I used the .config from it as the basis for 17-r8, yet it cannot boot!  And they have identical entries in grub.conf...

The funny thing is it loads the boot image (both cases) so i know it's finding the drive.  The fs is reiserfs and i verified that both kernels have it compiled in.

My grub.conf contains the following:

```
default 1

timeout 10

splashimage=(hd0,1)/boot/grub/splash.xpm.gz

title=Gentoo Linux 2.6.16-gentoo-r9

root (hd0,1)

kernel /boot/linux-2.6.16-gentoo-r9 root=/dev/sda2 udev ro

title=Gentoo Linux 2.6.17-gentoo-r8

root (hd0,1)

kernel /boot/linux-2.6.17-gentoo-r8 root=/dev/sda2 udev ro
```

.16 works and .17 doesn't.  When trying to boot .17, i get

VFS:  Cannot open device "sda2" or unknown-block (0,0)

Please append a valid "root=" option etc blah

Then it kernelpanics with a "not synching: VFS: unable to mount root FS on unknown-block(0,0)"

What the holy heck?

----------

## NeddySeagoon

rmunsch,

You have a bit nissing from your kernel. unknown-block (0,0) means it cannot communicate with the drive at all.

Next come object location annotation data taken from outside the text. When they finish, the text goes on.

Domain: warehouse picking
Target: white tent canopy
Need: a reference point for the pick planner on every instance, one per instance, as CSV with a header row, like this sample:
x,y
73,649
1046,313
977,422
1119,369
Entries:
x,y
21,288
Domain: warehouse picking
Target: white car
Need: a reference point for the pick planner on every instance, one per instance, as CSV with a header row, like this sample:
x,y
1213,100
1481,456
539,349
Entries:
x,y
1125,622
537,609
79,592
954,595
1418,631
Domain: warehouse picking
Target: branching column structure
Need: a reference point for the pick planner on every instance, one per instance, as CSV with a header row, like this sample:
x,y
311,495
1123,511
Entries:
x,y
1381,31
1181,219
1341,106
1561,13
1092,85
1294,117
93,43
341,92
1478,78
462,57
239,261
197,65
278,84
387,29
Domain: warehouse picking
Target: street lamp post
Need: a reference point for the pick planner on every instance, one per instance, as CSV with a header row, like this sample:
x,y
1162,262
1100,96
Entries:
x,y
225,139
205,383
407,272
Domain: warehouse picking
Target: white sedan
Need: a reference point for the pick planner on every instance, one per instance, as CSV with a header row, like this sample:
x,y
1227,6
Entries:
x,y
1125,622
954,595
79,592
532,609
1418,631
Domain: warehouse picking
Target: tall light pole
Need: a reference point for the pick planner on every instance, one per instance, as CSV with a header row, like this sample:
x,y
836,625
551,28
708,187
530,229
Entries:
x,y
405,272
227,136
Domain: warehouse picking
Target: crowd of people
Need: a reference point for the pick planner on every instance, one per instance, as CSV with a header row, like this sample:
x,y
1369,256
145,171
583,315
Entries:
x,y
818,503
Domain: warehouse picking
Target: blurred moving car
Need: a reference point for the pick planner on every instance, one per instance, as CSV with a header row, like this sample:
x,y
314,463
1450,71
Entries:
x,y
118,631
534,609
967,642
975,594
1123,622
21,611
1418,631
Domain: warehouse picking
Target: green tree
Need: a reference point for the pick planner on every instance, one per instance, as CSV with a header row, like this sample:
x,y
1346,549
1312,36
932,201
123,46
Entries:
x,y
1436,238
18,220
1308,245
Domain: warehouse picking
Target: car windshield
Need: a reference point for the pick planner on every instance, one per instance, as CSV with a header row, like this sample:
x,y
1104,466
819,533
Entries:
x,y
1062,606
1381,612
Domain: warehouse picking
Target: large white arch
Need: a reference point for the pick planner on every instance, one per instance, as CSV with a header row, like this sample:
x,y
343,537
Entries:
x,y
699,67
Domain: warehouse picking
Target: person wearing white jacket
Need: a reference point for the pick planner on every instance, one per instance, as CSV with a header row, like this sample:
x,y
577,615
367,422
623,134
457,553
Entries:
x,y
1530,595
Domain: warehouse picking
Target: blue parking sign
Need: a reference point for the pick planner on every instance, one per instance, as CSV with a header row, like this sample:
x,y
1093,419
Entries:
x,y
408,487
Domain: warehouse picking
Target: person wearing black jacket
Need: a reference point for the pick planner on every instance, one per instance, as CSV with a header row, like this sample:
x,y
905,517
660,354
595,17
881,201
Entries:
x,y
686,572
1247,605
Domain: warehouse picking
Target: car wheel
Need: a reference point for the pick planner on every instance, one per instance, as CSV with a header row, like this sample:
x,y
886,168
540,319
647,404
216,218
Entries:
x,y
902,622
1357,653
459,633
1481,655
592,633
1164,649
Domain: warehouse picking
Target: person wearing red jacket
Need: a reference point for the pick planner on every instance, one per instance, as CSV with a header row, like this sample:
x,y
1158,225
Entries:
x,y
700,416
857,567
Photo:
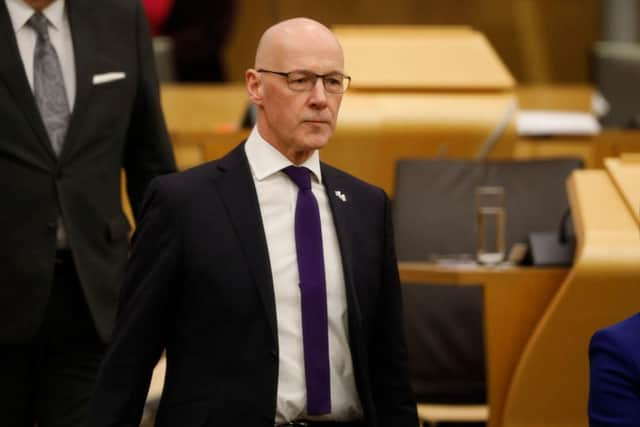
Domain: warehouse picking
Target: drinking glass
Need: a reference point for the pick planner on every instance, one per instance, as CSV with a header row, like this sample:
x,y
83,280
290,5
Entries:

I assume you have SATA, rather than real SCSI.

If so you are missing SCSI disk support ot the Low level SATA driver under SCSI, Low Level Drivers, SATA.

All these things need to be built in, modules cannot be loaded until the root filesystem is mounted.

Did you know you can migrate the kernel .config from your old kernel to a new one ?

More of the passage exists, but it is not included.